Lucet, a essa altura, já estava calmo. A euforia da notícia de sua capacidade de ser um mago já havia se estabilizado e, tal como ocorrera em aula, ele se encontrava novamente encantado com a elfa e seu conhecimento. Kaella, que podia facilmente ver os pensamentos do garoto, não pôde conter um breve sorriso ao observar não apenas o rosto de fascinação da criança como também seus pensamentos entusiasmados.

 

Por fim, a elfa baixou o indicador. Contudo, em vez de levantar o polegar, o último símbolo moveu-se para o centro da sua palma aberta. A mão toda, então, começou a brilhar enquanto o símbolo se expandia até ficar do mesmo tamanho da mão da mulher.

 

— E por último, o símbolo que representa a afinidade espiritual sombria, a mão púrpura — ela continuou — Os magos desta categoria são conhecidos como Corvos e possuem uma reputação um tanto… ruim. Mestres da noite, têm imensa facilidade no uso de ilusões e na manipulação de objetos inanimados para vários fins. Além disso, possuem o talento único de serem capazes de utilizar a mana das sombras.

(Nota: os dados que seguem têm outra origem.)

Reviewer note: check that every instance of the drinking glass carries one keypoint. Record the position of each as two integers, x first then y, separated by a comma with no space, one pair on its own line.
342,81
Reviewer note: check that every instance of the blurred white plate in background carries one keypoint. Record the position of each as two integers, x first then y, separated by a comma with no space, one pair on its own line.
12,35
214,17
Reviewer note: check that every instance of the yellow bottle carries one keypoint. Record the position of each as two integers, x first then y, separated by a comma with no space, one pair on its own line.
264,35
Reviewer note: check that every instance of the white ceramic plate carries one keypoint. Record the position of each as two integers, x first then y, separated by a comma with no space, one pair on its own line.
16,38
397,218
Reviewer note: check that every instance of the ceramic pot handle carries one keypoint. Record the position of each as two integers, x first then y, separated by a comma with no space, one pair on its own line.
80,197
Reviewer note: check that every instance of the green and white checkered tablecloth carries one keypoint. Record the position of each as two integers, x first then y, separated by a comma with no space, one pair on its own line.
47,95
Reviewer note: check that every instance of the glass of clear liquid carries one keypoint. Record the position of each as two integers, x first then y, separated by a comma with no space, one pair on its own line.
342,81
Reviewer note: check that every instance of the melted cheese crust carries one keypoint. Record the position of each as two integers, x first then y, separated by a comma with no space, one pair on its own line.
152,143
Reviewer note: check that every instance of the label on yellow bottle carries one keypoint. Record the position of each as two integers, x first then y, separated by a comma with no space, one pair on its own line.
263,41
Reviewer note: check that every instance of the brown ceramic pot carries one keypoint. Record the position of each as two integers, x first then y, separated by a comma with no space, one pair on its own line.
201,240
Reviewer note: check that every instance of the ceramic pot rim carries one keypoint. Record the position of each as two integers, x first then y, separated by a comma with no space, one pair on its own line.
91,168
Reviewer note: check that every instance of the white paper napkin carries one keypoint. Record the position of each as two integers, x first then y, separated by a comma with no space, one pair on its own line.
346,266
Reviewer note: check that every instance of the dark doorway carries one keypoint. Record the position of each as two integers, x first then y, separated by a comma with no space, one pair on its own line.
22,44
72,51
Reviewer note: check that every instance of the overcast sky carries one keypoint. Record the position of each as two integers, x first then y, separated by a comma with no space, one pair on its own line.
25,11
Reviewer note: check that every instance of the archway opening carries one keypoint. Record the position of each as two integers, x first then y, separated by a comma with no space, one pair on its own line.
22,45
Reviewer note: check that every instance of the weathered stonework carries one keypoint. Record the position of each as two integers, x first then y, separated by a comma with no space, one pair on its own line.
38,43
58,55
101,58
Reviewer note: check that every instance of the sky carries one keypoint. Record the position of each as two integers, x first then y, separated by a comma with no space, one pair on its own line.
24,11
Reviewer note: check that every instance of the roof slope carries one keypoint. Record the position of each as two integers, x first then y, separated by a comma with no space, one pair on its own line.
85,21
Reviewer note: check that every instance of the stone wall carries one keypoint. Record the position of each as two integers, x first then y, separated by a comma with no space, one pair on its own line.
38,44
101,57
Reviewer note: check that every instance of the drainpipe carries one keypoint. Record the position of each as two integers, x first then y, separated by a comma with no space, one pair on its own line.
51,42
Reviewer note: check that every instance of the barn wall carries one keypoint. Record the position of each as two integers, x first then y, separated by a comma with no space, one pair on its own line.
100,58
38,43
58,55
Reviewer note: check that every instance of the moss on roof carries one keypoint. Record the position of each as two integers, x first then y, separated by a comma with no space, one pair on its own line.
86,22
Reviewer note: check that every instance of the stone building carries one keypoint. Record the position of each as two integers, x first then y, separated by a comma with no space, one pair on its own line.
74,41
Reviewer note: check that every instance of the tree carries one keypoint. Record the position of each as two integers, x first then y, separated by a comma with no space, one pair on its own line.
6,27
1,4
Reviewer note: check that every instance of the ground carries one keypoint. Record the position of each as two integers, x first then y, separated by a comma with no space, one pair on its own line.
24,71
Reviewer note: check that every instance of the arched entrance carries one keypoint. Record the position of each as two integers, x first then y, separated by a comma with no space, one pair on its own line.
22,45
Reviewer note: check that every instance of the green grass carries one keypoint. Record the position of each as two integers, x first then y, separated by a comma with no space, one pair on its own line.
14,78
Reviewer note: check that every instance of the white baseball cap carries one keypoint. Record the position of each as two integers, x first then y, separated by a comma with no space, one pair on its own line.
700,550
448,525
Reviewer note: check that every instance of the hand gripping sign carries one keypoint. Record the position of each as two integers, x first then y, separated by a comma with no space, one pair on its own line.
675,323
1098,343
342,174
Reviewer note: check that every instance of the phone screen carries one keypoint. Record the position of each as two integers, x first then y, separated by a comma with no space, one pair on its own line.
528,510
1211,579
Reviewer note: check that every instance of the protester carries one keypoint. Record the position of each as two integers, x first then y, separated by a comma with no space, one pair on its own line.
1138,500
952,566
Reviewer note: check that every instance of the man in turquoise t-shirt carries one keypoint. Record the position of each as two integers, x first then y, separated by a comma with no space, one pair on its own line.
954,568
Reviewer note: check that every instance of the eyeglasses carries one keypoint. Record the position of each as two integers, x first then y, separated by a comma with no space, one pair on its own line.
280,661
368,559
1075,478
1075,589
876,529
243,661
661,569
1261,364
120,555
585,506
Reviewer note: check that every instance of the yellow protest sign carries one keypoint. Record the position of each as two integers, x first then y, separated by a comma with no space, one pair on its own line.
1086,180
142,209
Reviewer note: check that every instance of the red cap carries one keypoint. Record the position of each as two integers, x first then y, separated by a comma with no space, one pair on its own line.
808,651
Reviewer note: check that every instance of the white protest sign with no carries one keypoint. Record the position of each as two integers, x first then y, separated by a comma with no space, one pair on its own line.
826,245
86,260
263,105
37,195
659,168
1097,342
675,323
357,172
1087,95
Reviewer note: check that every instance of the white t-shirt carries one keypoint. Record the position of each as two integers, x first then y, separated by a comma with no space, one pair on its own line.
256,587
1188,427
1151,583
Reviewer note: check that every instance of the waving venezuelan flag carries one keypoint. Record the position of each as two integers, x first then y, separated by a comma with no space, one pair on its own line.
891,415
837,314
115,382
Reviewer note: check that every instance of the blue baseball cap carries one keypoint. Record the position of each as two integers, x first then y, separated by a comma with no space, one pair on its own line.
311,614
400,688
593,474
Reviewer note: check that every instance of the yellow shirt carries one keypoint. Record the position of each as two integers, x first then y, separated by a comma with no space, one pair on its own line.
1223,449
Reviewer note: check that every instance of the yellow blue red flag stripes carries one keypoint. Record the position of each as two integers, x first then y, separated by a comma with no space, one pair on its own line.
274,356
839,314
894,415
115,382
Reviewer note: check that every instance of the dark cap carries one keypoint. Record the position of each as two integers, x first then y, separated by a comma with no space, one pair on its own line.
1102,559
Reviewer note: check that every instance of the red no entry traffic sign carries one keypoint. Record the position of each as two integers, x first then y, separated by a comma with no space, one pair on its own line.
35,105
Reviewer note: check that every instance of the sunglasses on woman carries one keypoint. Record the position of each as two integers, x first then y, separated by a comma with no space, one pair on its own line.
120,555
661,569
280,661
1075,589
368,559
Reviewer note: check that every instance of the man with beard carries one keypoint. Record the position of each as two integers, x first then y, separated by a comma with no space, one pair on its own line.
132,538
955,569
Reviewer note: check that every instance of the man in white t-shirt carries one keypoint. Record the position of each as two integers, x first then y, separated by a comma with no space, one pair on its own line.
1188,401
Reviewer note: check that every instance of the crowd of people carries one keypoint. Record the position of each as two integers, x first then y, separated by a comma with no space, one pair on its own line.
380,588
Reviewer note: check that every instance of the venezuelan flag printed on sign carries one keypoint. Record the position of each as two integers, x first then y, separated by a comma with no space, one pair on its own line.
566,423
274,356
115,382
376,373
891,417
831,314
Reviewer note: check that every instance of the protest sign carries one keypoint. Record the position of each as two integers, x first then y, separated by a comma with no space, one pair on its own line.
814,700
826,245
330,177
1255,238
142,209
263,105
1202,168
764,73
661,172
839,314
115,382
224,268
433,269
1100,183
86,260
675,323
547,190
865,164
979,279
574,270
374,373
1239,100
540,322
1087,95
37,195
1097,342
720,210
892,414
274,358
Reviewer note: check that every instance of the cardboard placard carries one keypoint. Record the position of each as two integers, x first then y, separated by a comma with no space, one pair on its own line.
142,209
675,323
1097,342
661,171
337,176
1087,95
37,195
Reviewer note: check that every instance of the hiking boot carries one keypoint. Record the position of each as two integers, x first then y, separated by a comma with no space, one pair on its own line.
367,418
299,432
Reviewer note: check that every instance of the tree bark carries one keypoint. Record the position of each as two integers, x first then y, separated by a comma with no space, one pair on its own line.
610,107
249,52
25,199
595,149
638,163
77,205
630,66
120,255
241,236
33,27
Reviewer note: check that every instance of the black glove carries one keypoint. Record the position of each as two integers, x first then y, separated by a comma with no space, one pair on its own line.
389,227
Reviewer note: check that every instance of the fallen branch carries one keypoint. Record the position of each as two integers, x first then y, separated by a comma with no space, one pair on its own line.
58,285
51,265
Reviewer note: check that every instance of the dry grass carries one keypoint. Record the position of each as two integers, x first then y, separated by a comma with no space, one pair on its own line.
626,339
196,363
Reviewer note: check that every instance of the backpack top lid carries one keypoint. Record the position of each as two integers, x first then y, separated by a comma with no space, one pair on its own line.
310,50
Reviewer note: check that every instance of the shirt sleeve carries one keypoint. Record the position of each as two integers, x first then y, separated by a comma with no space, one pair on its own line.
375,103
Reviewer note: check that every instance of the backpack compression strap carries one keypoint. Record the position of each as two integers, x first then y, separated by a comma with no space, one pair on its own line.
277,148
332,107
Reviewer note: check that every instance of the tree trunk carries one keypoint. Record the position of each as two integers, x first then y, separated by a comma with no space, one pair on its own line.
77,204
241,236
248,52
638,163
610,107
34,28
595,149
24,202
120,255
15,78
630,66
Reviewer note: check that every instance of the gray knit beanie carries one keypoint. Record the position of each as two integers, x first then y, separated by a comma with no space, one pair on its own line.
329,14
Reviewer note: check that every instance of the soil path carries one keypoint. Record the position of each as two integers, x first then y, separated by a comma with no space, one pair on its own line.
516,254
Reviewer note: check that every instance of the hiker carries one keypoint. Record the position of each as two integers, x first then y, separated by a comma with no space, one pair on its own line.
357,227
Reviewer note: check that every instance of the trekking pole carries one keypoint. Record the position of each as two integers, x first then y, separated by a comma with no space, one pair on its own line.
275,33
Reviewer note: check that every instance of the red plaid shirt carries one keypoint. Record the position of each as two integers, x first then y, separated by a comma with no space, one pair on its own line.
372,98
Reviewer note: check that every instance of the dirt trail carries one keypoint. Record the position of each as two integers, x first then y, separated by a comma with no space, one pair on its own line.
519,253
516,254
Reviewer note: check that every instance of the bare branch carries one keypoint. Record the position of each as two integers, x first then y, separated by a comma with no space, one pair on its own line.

No entanto, diferente dos Serafins, não são presos a ela, podendo utilizar todos os elementos, apesar de que com menos eficiência que qualquer outra classe de mago, devido ao baixo potencial ofensivo natural da mana das sombras.

 

— Mas por que eles possuem uma reputação ruim? — Lucet questionou, curioso.

 

— A maioria dos magos desta categoria são infames por serem trapaceiros, desleais e, devido às suas habilidades furtivas, espiões ou até mesmo assassinos de aluguel — ela explicou, um traço de desdém surgindo em sua voz — Por isso, a maioria da população os vê como magos malignos e tem o hábito de caçá-los em nome da justiça e outras hipocrisias estúpidas.

 

— Espera um pouco… — Lucet disse, pensativo, enquanto olhava para ambos, o símbolo e o cristal — Se esse símbolo significa a existência dos Corvos e ele apareceu no meu teste, então…

 

— Exatamente, criança — Kaella respondeu, sorrindo — Você será um Corvo, se quiser. Você será cruel, se assim desejar. O fato de ser capaz de usar as sombras não lhe obriga a usá-las; se você quiser, pode muito bem evitar o aprendizado desse poder e treinar apenas com os elementos “normais”. Mas sabe de uma coisa? Nem sempre as sombras são um poder maligno.

 

Nisso, o símbolo desapareceu. Não apenas o símbolo desapareceu, mas um vórtice negro surgiu na palma da elfa e sugou toda a sala para dentro de si, deixando apenas os dois flutuando na escuridão.

 

— As sombras escondem muito poder, tão devastador quanto bondoso — Kaella falou, sua voz ecoando pelo vazio.

 

Instantes depois, lampejos começaram a aparecer diante do par. Todas as capitais foram vistas novamente com todo seu esplendor, depois, a borda de uma cratera vulcânica com um calor infernal que parecia derreter até as roupas que vestiam, após isso, o centro de uma geleira com um frio que congelava até o pensamento, e, por último, uma caverna reluzente, repleta de energia. Tantas imagens e sensações bombardearam o garoto que ele mal sabia exatamente o que sentir e o que pensar.

 

— Para aqueles que habitam nas sombras, a escuridão é sua casa, e, em seu domínio exclusivo, tudo está sob seu controle e vontade.

 

Um estalar de dedos soou, e mais uma vez tudo foi sugado para dentro do vórtice negro, apenas para, depois, a aparência normal da sala ser regurgitada e preencher novamente o local.

 

Lucet ficou em silêncio, seus olhos arregalados enquanto um sorriso bobo enfeitava seu rosto.

 

— V… Você é um Corvo? — ele gaguejou, mal contendo a alegria em sua voz.

 

— Sim — ela respondeu, sorrindo — Mas não conte a ninguém, esse será nosso segredinho, pequeno corvo.